This House of Grief: The Story of a Murder Trial (14 page)

BOOK: This House of Grief: The Story of a Murder Trial
7.42Mb size Format: txt, pdf, ePub
ads

People who have blacked out are often referred to neurologists, since a common cause
of syncope—a brief loss of consciousness—is a failure of circulation of blood to
the brain. So the first of the Crown’s two medical expert witnesses was Dr John King,
a lean, dry, intensely reserved gentleman in gold-rimmed spectacles, who had been
practising as a consultant neurologist at the Royal Melbourne Hospital since 1975.

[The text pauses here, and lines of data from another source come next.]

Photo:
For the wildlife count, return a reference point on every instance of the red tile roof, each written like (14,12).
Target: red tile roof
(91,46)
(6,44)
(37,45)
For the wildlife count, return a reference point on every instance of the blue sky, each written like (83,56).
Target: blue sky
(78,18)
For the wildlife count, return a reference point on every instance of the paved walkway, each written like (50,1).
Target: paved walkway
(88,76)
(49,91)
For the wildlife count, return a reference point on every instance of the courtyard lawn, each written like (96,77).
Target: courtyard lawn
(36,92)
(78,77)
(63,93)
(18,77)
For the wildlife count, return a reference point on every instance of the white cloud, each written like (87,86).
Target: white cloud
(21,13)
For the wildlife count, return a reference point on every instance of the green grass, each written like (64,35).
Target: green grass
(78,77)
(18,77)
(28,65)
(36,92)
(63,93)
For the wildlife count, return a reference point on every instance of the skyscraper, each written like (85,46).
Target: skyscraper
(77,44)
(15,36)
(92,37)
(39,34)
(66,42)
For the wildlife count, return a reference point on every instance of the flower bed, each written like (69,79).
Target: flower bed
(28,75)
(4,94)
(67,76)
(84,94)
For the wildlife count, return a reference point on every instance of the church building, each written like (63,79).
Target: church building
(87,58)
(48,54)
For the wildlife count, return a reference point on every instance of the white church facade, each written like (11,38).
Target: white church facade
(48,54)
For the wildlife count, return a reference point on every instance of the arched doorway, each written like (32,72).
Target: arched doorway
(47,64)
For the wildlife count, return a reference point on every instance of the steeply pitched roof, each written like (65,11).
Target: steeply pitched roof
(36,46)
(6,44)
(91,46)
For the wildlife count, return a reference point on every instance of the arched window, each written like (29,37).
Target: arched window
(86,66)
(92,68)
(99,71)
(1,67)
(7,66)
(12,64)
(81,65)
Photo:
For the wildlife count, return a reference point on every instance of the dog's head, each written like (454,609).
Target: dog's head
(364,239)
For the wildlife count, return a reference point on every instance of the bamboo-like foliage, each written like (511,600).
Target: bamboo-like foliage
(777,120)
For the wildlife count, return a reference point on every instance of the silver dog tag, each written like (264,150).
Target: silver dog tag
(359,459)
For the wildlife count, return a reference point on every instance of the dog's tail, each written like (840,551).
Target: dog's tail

Dr King had seen many an individual with chronic obstructive airways disease go into
a paroxysm of coughing, turn purple in the face, become distressed, and have to sit
down; but not a single one of these had actually collapsed on the floor in front
of him. He had seen it happen on a teaching video, but never in real life.

In fact, during thirty years in his specialty Dr King would have come across only
about six cases of coughing followed by a blackout. In each of these, the patient
had reported a blackout to a GP who, wanting to rule out serious conditions like
epilepsy, had sent him along to Dr King for a neurological check-up. Off the top
of his head, Dr King could not remember even one of these six cases who did not have
lung disease. He had diagnosed cough syncope in them only after getting from the
patient a credible history, particularly one corroborated by an eyewitness.

How brief was the loss of consciousness in cough syncope?

Oh, very brief, said Dr King. Unlike an epileptic fit, where the patient can be unconscious
for up to three or four minutes and is often confused and without memory for half
an hour or so, an episode of
cough syncope lasts only five, ten, twenty seconds.
Afterwards the patient is usually rapidly orientated, and can recall what happened
just before he passed out. There exists, too, something called a pre-syncopal episode,
where the paroxysm of coughing can lead to a feeling of being very unwell, light-headed,
dizzy. The sufferer will perhaps sit down and try to control the cough. Vision may
narrow. Stars may be seen. But a blackout can also occur suddenly, without warning.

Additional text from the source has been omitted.